Die Vorstellungen von Ulrich Beck zur Bürgerarbeit oder kommunitaristische Konzepte sind bereits ein Reflex dieser Umbewertung von Solidarität. Die Verteilungspolitik konzentriert sich so direkt nicht mehr nur und nicht einmal mehr vorrangig auf die Umverteilung von Geld, sondern vor allem auf die Verteilung von Lebenschancen – und damit von Macht.

Neue Widersprüche, neue Interessenkonstellationen, neue Bündnisse

Die zivilisatorische Rolle der sozialen Sicherungssysteme erschöpft sich jedoch nicht allein in seiner Fixierung auf das Verhältnis von Kapital und Arbeit – sie erstreckt sich auch auf die Verhältnisse zwischen den Lohnabhängigen, zwischen verschiedenen Fraktionen des Kapitals und zwischen verschiedenen anderen sozialen Schichten. Soziale Sicherheit zivilisiert nicht nur das Verhältnis von Kapital und Arbeit, sondern in gleichem Maße, und das ist vielleicht noch wichtiger, das Verhältnis der verschiedenen Gruppen von Lohnabhängigen. Zivilisierung bedeutet hier Regulierung der Konkurrenz unter den Lohnabhängigen um Arbeitsplätze und Gewährleistung von Möglichkeiten zur Entwicklung einer eigenen Kultur und von Solidarität. Als ausgesprochen lehrreich erweist sich unter diesem Gesichtspunkt die Darstellung der Auseinandersetzung um das englische Fabrikgesetz und um den Acht-Stunden-Tag bei Marx. Das Bild, das Marx hier vom englischen Proletariat zeichnet, ist keinesfalls heroisierend; gleiches gilt für seine Schriften über die Wirkung von Kinder- und Frauenarbeit in der kapitalistischen Produktion. Neuere neoliberale Gesellschaftsentwürfe legen Konsequenzen nahe, die diesen Verhältnissen nur der Form, nicht dem Wesen nach unähnlich sind. Die Debatten um einen Niedriglohnsektor, um Bürgerarbeit, um die Absenkung der »Erwerbsneigung« von Frauen, um Lohnverzicht usw. sind nur scheinbar zivilisiertere Formen, in denen im 20. Jahrhundert die Konkurrenz unter den Lohnabhängigen angeheizt wird.

Die Auflösung der in den heutigen Sicherungssystemen vergesellschafteten Formen sozialer Sicherheit und ihre Ersetzung durch marktorientierte, individuelle oder gruppenzentrierte Varianten sozialer Sicherung läuft im Kern auf die Rücknahme eines unter kapitalistischen Bedingungen bereits erreichten und erreichbaren Zivilisationsgewinns hinaus.
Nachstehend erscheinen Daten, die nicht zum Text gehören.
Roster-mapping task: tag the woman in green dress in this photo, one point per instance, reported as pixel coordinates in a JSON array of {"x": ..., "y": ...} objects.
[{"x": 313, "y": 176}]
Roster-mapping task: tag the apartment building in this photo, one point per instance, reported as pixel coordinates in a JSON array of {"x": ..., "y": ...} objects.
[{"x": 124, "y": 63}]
Dieser Verlust brutalisiert aber nicht nur schlechthin die Gesellschaft, sondern beraubt auch verschiedene soziale Gruppen ihrer Fähigkeit zur Interessenartikulation und damit ihrer politischen Handlungsfähigkeit. Diese Unmöglichkeit, politisch im Rahmen der gewachsenen gesellschaftlichen Strukturen zu handeln, befördert augenscheinlich rechtsradikale Tendenzen, irrationale Lebensmodelle (wie sie z.B. durch Sekten vermittelt werden) wie auch gleichermaßen irrationale konsumzentrierte Lebenskonzepte. Die offensichtlich massenhafte Abwendung von der Gesellschaft in einer Situation, in der eigentlich massenhaftes eingreifendes Verhalten für die Menschheit überlebenswichtig ist, ist ein fataler Widerspruch. Wird dieser Widerspruch nicht produktiv gelöst, droht der Rückfall in eine Kastengesellschaft.
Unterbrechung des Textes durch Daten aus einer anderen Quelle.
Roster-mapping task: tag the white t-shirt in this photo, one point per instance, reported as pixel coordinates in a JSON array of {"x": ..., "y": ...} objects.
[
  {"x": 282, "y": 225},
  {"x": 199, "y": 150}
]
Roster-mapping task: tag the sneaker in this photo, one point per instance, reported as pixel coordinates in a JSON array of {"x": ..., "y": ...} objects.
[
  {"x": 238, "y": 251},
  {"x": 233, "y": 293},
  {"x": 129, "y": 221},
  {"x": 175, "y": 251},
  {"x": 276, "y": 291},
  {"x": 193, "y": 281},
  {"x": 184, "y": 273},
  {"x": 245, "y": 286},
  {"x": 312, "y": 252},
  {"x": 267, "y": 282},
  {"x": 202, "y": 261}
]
Davon sind nicht nur die Marginalisierten betroffen. An ein solches Gesellschaftskonzept knüpft sich auch eine ganze Reihe von Umbewertungen gesellschaftlichen Verhaltens, kultureller Werte und nicht zuletzt auch institutionalisierter Regelungen. Davon ist natürlich vor allem auch die Tarifpolitik betroffen. Die Auflösung des Flächentarifvertrages sowie die Deregulierung (besser: die Neuregulierung) der sozialen Beziehungen im Arbeitsleben und die Privatisierung der Lebensrisiken sind spiegelbildliche Prozesse.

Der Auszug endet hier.